Spectrogram features most important advantage is that: It captures the sound properties providing us with the ability to recreate it.
But its main disadvantage is that:
- It treats all the frequency ranges the same, which means it doesn’t mimic our ears behavior.
- Our ear focuses on the differences between low frequency sounds more than it does for high frequency sounds.
So due to these disadvantages other features will be needed for some of the tasks.
Mel-Spectrogram (Filter Bank) features
This where Mel-Spectrogram (Filter bank) features shine. The point here is to try and mimic the hearing of our sounds. Where our ears can distinguish low frequencies more than it can for high frequencies. So, we will apply filters to window our Spectrogram, where the width of the filters will increase as frequency increases.

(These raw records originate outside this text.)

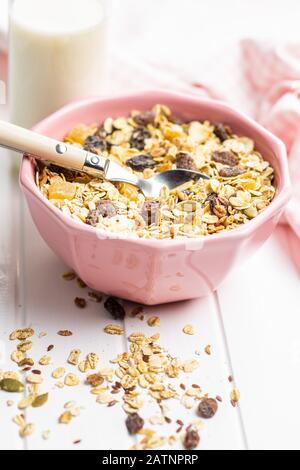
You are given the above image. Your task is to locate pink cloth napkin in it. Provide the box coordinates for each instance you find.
[110,39,300,238]
[0,39,300,238]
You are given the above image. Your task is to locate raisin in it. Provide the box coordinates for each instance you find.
[104,297,125,320]
[84,135,107,153]
[219,166,246,178]
[214,124,232,142]
[133,111,155,127]
[176,152,196,170]
[204,193,219,210]
[126,155,155,171]
[198,398,218,419]
[211,152,239,166]
[48,164,79,181]
[129,127,150,150]
[86,199,117,227]
[183,427,200,450]
[74,297,86,308]
[126,413,144,435]
[141,201,160,225]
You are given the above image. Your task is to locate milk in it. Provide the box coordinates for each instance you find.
[9,0,106,127]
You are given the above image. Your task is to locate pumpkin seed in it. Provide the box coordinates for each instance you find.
[31,393,48,408]
[0,379,24,393]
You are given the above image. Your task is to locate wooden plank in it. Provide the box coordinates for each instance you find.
[23,203,133,449]
[125,296,246,450]
[218,227,300,449]
[0,149,23,450]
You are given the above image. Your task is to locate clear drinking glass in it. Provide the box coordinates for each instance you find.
[9,0,107,127]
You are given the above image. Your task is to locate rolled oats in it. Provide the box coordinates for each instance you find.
[104,323,124,336]
[64,374,80,387]
[68,349,81,366]
[36,105,275,239]
[147,317,160,326]
[182,325,195,335]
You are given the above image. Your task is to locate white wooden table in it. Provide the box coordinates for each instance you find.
[0,2,300,450]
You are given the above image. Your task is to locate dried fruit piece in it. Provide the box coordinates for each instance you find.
[84,134,108,153]
[74,297,86,308]
[183,427,200,450]
[31,393,48,408]
[58,411,73,424]
[86,199,117,227]
[214,123,232,142]
[198,398,218,419]
[147,317,160,326]
[211,151,239,166]
[141,201,160,225]
[104,297,126,320]
[9,328,34,341]
[219,166,246,178]
[17,341,32,352]
[133,111,155,127]
[19,423,35,437]
[125,413,144,435]
[129,127,151,150]
[68,349,81,366]
[10,350,24,364]
[0,378,24,393]
[48,181,76,200]
[176,152,196,170]
[57,330,73,336]
[64,374,80,387]
[104,323,124,335]
[18,357,34,367]
[126,155,156,171]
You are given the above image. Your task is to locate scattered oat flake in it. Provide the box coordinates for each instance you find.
[68,349,81,366]
[19,423,35,437]
[58,411,73,424]
[64,374,80,387]
[57,330,73,336]
[26,374,44,384]
[39,356,52,366]
[104,323,124,336]
[147,317,160,326]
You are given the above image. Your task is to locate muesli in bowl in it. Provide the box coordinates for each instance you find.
[36,104,275,239]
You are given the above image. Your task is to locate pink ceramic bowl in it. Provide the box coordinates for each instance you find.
[20,91,290,305]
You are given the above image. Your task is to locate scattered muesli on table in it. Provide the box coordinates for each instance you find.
[0,275,240,450]
[36,105,275,237]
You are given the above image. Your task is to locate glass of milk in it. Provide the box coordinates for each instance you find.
[9,0,107,127]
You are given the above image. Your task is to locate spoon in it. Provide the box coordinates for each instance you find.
[0,121,209,197]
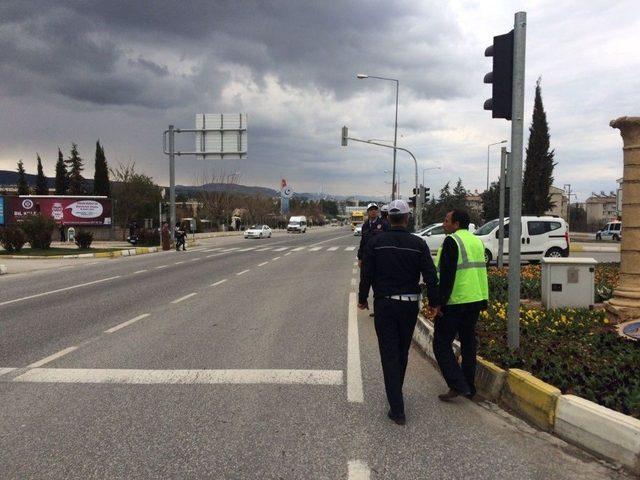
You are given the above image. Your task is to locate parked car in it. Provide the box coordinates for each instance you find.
[287,215,307,233]
[244,225,271,238]
[596,220,622,242]
[414,223,476,256]
[475,216,569,264]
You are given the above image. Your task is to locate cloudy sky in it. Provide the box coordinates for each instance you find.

One of the most common filter banks here is the Hanning window as in the STFT. Triangular filter banks are also popular.
The main advantage of these features is:
- They mimic our ears behavior, so they are great for recognition tasks.
But their main disadvantage is:
- They are heavily correlated, so system that are susceptible to correlated inputs won’t be able to utilize them.
Mel-frequency cepstral coefficients (MFCCs) features
Here we start from the previously computed Mel-Spectrogram. Where log is applied to this Mel-spectrogram.
Then Discrete Cosine Transform (DCT) is applied to this log Mel-spectrogram. DCT is simply representing a signal in terms of coefficients of cosine waves.
The main advantage of the DCT over the DFT that makes it suitable for compression is that it focuses on the most important features at its first coefficients.
Then as we go further in DCT coefficients, their importance starts to decrease gradually. So, the point here is that using the DCT focuses on the most important features at the beginning, that’s why it is used in compressing data.
So, now we can choose a sufficient number of the produced DCT coefficients to represent our signal.
Most common numbers used are 13 and 40 features.
Also, deltas and accelerators can be used where the delta is the coefficient squared. Accelerators are deltas of the deltas.
MFCCs are less correlated than Mel-spectrogram. So, we can choose MFCCs over Mel-spectrogram if our system is susceptible to correlated inputs.
Pre-emphasis can be nearly used as or have the same effect of a mean normalization for the signal.
It is done before extracting any features.
y(t)=x(t)-αx(t-1)
So now after learning about the MFCCs features.
Their main advantage is:
- They are a compressed less correlated version of the Mel-Spectrogram features.
Their main disadvantage is:
- The exact same point as in the advantage as being a compressed version means losing some information.
Conclusion
Most common frequency domain features are:
- Spectrogram:
- Used for sound properties or nature retrieval tasks.
- Mel-spectrogram (Fbanks):
- Used for sound recognition tasks with systems that are not susceptible to correlated inputs such as neural networks.
- MFCCs:
- Used for sound recognition tasks with systems that are susceptible to correlated inputs such as HMMs.